In this instance, the malware pursues Turkish users in efforts to steal financial information and seems to be “still under development, as evidenced by the multiple code variants observed in different applications,” according to an Intel 471 analyst advisory.

After tricking the victim into giving it permissions for the accessibility services, BlankBot abuses Android’s accessibility services to gain complete control over tainted devices—taking screen grabs, capturing keystrokes, and allowing criminals to use customized overlays, targeting arbitrary legal applications, in order to trick users into entering personal details.

“BlankBot features a range of malicious capabilities, which include customizable injections, keylogging, and screen recording, and it communicates with a control server over a WebSocket connection,” the advisory said.
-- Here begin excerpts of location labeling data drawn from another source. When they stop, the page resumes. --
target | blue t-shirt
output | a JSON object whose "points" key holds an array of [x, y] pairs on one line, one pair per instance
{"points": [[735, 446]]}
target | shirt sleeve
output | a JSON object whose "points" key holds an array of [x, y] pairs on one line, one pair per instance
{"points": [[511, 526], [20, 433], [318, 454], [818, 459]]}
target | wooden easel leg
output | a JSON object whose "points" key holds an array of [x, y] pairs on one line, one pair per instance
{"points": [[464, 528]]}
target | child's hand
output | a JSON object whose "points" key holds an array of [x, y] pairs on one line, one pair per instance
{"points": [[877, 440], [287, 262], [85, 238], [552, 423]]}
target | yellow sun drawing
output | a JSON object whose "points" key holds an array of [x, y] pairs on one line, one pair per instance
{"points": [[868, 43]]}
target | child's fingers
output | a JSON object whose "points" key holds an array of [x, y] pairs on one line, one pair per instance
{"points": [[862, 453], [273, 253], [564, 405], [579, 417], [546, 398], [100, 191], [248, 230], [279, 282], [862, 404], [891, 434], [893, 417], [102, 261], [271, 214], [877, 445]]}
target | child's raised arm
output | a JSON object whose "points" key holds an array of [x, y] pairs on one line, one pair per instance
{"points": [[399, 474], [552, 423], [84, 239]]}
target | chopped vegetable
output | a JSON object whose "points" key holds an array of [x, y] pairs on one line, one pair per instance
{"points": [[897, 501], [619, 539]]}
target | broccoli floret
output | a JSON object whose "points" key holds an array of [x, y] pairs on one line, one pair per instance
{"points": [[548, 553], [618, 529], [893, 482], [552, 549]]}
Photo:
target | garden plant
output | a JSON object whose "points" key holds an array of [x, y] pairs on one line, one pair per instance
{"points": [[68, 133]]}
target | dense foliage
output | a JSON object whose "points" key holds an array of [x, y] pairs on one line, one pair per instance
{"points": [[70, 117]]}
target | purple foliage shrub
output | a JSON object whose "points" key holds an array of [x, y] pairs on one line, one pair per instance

BlankBot developers use openly accessible libraries for imitating account pages and creating other overlays.

“The developers appear to be experienced Android application developers, and they also demonstrate an understanding of the ATO (account takeover) business,” the analysts explained. “These libraries allow the malware operators to imitate real financial applications more closely and create a seamless, authentic-looking phishing page, making it more likely that a user will follow all the steps and give up their sensitive information.”

BlankBot’s just one of the latest to employ the insidious screen overlay tactic, as just a couple months ago VMX Labs discussed the AzraelBot trojan that targeted users in Italy and Brazil. We’ve also previously highlighted the HOOK mobile malware that relies on complex overlay attacks to get its foot in the door. And there are, of course, many more such uses—including the Mandrake spyware that ended up appearing on Google Play

There’s little doubt that cybercriminals are increasingly seeing the value in taking the time to carefully implement overlays within their attacks.

More on BlankBot

Similar to the Mandrake Android trojan, BlankBot uses a session-based package installer to bypass the restrictions introduced in Android 13 to keep sideloaded applications from demanding unsafe permissions. “The bot asks the victim to allow installing applications from third-party sources, then it retrieves the Android package kit (APK) file stored inside the application assets directory with no encryption and proceeds with the package installation process,” the advisory continued.

BlankBot can then tape the screen by means of the MediaProjection API, saving the records as JPEG images and then sending them to a remote server. Using an uncommon method, BlankBot also formulates its own keyboard to effortlessly capture user keystroke input.

“BlankBot also uses two open source libraries, CompactCreditInput and Pattern Locker View, to create screens that mimic the data entry pages for various sensitive credentials, such as usernames, passwords, PIN combinations, and credit card information,” the analysts stated. 

The malware is also able to break into SMS messages to seize data such as contact lists and installed apps. It creates a tailored overlay to request the victim for information, including financial credentials.

“Threat actors are able to perform on-device fraud (ODF) by waking up and controlling the device remotely with different types of supported gestures, such as clicks or swipes,” the advisory detailed. “We’re fairly certain that this malware was not written for espionage because it has all of the features required for account takeover for financial gain, such as overlays for popular financial applications.”

Not rearing itself on Google Play

A Google spokesperson told The Hacker News that the company has not found any apps containing the malware on the Google Play Store.

“Android users are automatically protected against known versions of this malware by Google Play Protect, which is on by default on Android devices with Google Play Services,” the industry titan said. “Google Play Protect warns users and blocks apps that contain this malware, even when those apps come from sources outside of Play.”

Verimatrix, of course, agrees that applications should only be installed from trusted sources, but it should also be reiterated that trusted app stores can and often do contain malware. 

Independent from the source, malware from high-risk sideloading or legal app stores is not only present but on the rise. Abuse of the Android accessibility API is a very common and continuously renewed trend in the criminal malware industry.